Large disc-based "hash"?

Hi,

I need a simple way to have a potentially very large hash mapping Strings to Ruby objects. It needs to scale to on the order of 1 million entries with up to 1kb of data per entry (even though it might end up with maybe 2-300 bytes per entry for starters). Access time is not critical but low-to-medium mem usage is. Deletion of (and insert of new) keys/values will be fairly frequent so should be supported.

I've been thinking of doing it with some simple files/dir structure and a "front end" object which hides the details (of marshal/load of the objects and mapping of keys to the marshaled data etc) but maybe there is something simpler that might be of use?
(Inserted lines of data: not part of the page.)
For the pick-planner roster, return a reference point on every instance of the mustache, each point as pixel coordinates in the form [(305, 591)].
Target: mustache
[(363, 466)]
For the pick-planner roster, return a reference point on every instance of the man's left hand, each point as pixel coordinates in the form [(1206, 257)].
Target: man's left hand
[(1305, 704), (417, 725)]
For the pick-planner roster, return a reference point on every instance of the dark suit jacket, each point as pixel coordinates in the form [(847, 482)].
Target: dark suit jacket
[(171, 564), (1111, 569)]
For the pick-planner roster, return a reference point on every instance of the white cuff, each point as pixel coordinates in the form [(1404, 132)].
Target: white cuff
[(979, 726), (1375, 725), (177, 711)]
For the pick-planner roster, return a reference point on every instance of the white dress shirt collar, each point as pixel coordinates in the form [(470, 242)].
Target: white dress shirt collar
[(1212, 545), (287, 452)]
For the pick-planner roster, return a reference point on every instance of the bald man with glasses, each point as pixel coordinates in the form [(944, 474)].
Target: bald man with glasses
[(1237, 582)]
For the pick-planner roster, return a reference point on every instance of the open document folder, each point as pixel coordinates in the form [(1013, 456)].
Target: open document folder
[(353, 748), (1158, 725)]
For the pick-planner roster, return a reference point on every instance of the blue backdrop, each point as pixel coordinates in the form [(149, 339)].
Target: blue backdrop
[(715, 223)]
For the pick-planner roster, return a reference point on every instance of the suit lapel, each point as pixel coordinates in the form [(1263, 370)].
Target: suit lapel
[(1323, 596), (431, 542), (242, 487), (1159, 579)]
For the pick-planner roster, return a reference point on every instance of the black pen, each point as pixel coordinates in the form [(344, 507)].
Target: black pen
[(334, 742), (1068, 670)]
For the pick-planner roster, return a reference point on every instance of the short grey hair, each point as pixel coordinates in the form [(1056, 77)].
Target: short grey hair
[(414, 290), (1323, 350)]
SDBM does not seem to cut it; a simple test with insertion of random strings grows non-linearly in the file size and thus do not scale. Could sqlite or something similar handle this better?

However, I would rather go for something simple than having to bundle a "full" db.

If it simplifies you can assume the keys and/or values are of fixed sizes since that is very likely but I'm not sure it will really be possible to keep that invariant so more flexbile solutions might be needed. Solution ideas which support caching is nice but not required (mostly since I can add that later if the need is there).

Any ideas, experience, code or pointers that can help me design/choose this is of interest.

Thanks,

Robert

Berkely DB is a good solution, and Guy Decoux has a great Ruby wrapper for
accessing it.

Bdb link:

http://moulon.inra.fr/ruby/bdbxml.html

Ruby library:

http://moulon.inra.fr/ruby/bdb.html

-rich

···

On 10/5/04 5:12 PM, "Robert Feldt" <feldt@ce.chalmers.se> wrote:

Hi,

I need a simple way to have a potentially very large hash mapping
Strings to Ruby objects. It needs to scale to on the order of 1 million
entries with up to 1kb of data per entry (even though it might end up
with maybe 2-300 bytes per entry for starters). Access time is not
critical but low-to-medium mem usage is. Deletion of (and insert of new)
keys/values will be fairly frequent so should be supported.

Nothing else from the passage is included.